As much as physical activity is natural and crucial to a child’s development and health, the issue I have found with many sports is the same issue I find with spirituality: individually it is beautiful and necessary for our own mental and physical health, but when socially organized, it gets destroyed in the quest to dominate the individual’s existence. I say this because I spend the better part of my winter months photographing youth hockey tournaments, and though I love hockey (like any good Canadian should), and I will be the first to admit on-ice fights are highly entertaining… seeing a hockey-fight in the context of a youth tournament has made me question the health and sanity surrounding organized children’s sports.

This past weekend I saw no less than seven fights break out on the ice (these range from simply a shove to someone ending up on the ground crying); though the referees separate the kids during these skirmishes, for some reason the coaches do… nothing! I’ve even seen parents from two different teams yell at each other in front of their children regarding a call the referees had made. Since I represent my agency while I’m shooting (and therefore could not call everyone an imbecile), what I really wanted to do was bitch-slap every adult in the arena. Parents yell, coaches yell, children cry and/or taunt members of the opposing team: is this really what “healthy physical activity” should be all about?

As a child and teenager, I was enrolled in karate classes; why is that in such a sport as karate, we are taught that the most important rule of combat is respect of your opponent, whereas in nearly every other sport, the rule doesn’t seem to apply? Who is at fault: the coaches, the parents, or our culture that idolizes overt aggression? Maybe it is because I’ve never been good a team sports, but I’m guessing a large part of the fault lies in simply the nature of a “team” when it morphs into a mob and the mentality that goes with it. Teaching a child sportsmanlike conduct is so much easier one-on-one than when you’ve got seventeen hockey-stick-laden kids playing for the win each egging the others on.

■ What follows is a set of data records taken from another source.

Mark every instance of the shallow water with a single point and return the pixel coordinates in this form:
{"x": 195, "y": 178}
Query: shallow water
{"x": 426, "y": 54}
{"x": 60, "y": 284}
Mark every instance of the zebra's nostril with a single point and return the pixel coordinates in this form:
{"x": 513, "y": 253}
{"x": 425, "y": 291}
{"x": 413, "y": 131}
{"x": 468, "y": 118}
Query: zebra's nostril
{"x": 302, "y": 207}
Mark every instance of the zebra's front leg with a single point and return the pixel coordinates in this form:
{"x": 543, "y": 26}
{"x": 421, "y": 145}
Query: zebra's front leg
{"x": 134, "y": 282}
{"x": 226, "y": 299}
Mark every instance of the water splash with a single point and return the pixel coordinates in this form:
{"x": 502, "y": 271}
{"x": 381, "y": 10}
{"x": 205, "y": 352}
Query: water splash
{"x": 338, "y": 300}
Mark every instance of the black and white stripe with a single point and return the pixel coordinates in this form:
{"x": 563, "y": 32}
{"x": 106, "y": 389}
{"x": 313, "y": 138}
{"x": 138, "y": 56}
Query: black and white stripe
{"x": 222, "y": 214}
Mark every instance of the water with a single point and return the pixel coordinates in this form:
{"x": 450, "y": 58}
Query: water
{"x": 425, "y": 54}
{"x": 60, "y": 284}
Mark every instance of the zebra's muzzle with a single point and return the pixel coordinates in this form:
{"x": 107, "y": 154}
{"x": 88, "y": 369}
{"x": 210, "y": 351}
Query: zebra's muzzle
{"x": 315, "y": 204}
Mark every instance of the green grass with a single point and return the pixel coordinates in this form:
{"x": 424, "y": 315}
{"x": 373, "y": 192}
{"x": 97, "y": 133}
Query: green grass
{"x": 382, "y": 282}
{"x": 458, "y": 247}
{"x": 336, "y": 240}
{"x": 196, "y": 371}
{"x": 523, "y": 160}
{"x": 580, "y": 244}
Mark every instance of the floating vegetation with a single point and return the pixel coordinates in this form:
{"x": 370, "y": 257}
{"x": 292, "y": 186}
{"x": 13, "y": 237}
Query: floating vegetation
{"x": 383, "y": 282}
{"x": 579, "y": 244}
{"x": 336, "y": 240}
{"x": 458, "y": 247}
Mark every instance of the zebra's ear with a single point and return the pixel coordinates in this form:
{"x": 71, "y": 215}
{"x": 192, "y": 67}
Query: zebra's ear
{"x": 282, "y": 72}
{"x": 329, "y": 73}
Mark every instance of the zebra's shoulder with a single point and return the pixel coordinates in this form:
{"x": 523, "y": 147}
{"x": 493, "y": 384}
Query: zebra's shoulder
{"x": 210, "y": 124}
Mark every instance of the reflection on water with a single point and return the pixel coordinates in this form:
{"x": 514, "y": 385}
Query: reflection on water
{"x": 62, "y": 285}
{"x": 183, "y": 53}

I suppose it would be idealistic of me to hope for a generation of children who are impressed with others’ victory as much as they are of their own. A generation that is taught that losing with dignity has more merit than winning without it. A generation where professional athletes are paid no more than the kindergarten teachers who help teach children respect in the first place.

Yes, the ideal me likes this idea.

The real me, however, is looking forward to body-checking the next wise-ass-kid who takes a swing at a goalie.